Sellafield sites blogs
Sellafield sites blogs are completed by Sellafield Ltd employees and other people working on behalf of the Company. The blogs will give you an insight into the work undertaken on our sites and the personal experiences of our workforce. Please click on the links below to find out what it is like to work for the UK's leading nuclear decommissioning organisation.
What a packed day...
Posted by: Karl Connor on 12 February 2008
As I sit here writing this the local time is 1.08 and I feel like I've not stopped since I opened my eyes at six on what is now yesterday morning.
There is so much to say, my biggest worry is that if I write all the interesting things it'll be time to have breakfast and I still won't be in bed.
Having travelled half-way across Europe with comparatively little knowledge of the industry and hardly experience of working in nuclear communications I did feel a bit of a fraud as I entered a room packed with some of the worlds best communicators. My nervousness was added to when the first speaker, Prof Giovanni Carrada, talked about the dangers of so called "mini-experts" who have very little scientific knowledge and who try to communicate to the public what they don't really know themselves.
Thankfully as the morning continued my nervousness disappeared and thankfully the conference was more about communications
than it was nuclear power. As a former journalist communications is something I have a reasonable knowledge of, and the further down that line the presentations went the more at home I felt.
The highlight of the day was a speech by former US TV reporter David Ropeik, who now does consultancy work on crisis communications. He explained how the brain works to make people fear nuclear before they have had chance to listen to reason. This is something we constantly face in the press office, minds made up based on old stereotypes and pre-(mis)conceptions. This was truly fascinating stuff for someone in my position, and in a workshop later in the conference David will show us ways of training the brain, to beat the fear factor.
The afternoon was dedicated to new technology and I am delighted to say that, once again, Sellafield Ltd is a leading light.
The main tip was, wait for it, create blogs and don't be afraid to use them.
As the only delegate currently using the "blogosphere" to report back day by day I did feel rather like the head boy during the workshop, but it is good to know that we are doing the right things in the Comms department.
A rather glitzy gala dinner followed where I enjoyed some lovely roast duck, cooked to perfection -- the only trouble was that the portion would have left a hamster feeling peckish.

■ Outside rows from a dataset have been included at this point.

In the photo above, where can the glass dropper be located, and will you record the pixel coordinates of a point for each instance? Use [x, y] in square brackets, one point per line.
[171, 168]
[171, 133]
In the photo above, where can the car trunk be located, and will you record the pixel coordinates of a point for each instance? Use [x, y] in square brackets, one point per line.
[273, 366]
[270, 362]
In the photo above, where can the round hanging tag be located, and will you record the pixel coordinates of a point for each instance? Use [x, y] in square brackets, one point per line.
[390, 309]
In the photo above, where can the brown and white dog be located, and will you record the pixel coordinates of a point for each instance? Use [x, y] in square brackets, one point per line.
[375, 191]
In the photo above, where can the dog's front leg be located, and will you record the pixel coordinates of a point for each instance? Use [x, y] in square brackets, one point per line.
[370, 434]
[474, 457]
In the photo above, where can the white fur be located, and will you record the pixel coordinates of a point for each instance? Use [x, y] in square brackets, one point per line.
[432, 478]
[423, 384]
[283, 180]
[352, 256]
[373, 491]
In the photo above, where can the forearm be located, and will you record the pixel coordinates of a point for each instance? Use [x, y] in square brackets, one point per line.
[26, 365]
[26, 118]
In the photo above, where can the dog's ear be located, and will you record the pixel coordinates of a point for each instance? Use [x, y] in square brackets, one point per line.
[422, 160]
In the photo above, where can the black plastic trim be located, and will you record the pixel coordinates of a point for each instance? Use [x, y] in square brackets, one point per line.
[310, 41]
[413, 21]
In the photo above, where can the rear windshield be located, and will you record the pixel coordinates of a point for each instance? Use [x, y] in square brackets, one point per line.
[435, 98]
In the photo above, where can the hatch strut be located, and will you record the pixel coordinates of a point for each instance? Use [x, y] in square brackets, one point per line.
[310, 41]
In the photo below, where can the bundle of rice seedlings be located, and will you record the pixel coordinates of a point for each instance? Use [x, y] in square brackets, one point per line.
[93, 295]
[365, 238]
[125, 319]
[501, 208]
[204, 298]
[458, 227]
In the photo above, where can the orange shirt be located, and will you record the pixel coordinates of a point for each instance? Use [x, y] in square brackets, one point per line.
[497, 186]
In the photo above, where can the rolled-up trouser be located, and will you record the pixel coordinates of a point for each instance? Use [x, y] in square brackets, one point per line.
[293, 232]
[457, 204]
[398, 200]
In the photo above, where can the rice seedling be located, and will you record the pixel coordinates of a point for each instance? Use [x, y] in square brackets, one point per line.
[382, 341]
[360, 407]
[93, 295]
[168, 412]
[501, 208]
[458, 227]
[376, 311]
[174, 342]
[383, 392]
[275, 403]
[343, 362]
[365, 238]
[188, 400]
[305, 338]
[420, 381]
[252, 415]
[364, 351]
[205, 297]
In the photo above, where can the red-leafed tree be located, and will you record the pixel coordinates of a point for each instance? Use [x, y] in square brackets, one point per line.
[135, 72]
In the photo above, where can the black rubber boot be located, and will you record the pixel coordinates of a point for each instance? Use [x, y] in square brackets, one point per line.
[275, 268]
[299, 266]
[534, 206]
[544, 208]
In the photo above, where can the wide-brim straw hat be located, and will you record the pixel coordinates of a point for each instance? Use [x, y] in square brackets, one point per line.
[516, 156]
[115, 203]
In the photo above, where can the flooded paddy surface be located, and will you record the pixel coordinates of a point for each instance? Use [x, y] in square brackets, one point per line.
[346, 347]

Never mind, I also got a slice of reactor shaped cake that was handed out to mark PIME's 20th birthday.
Entertainment was provided by a rather mad yet entertaining 80s "electro-boogie" act called The Robots, and then the Czech answer to Girls Aloud, a singer who’s name now escapes me but seemed to drive the locals crazy.
I left the party in full swing having made good friends with Dmitry Bobkov, from Russia, Holland's Dr Verhoef and a number of UK based nuclear professionals, including one time Thorp boss and now European Nuclear Society president, David Bosner, who sends his regards.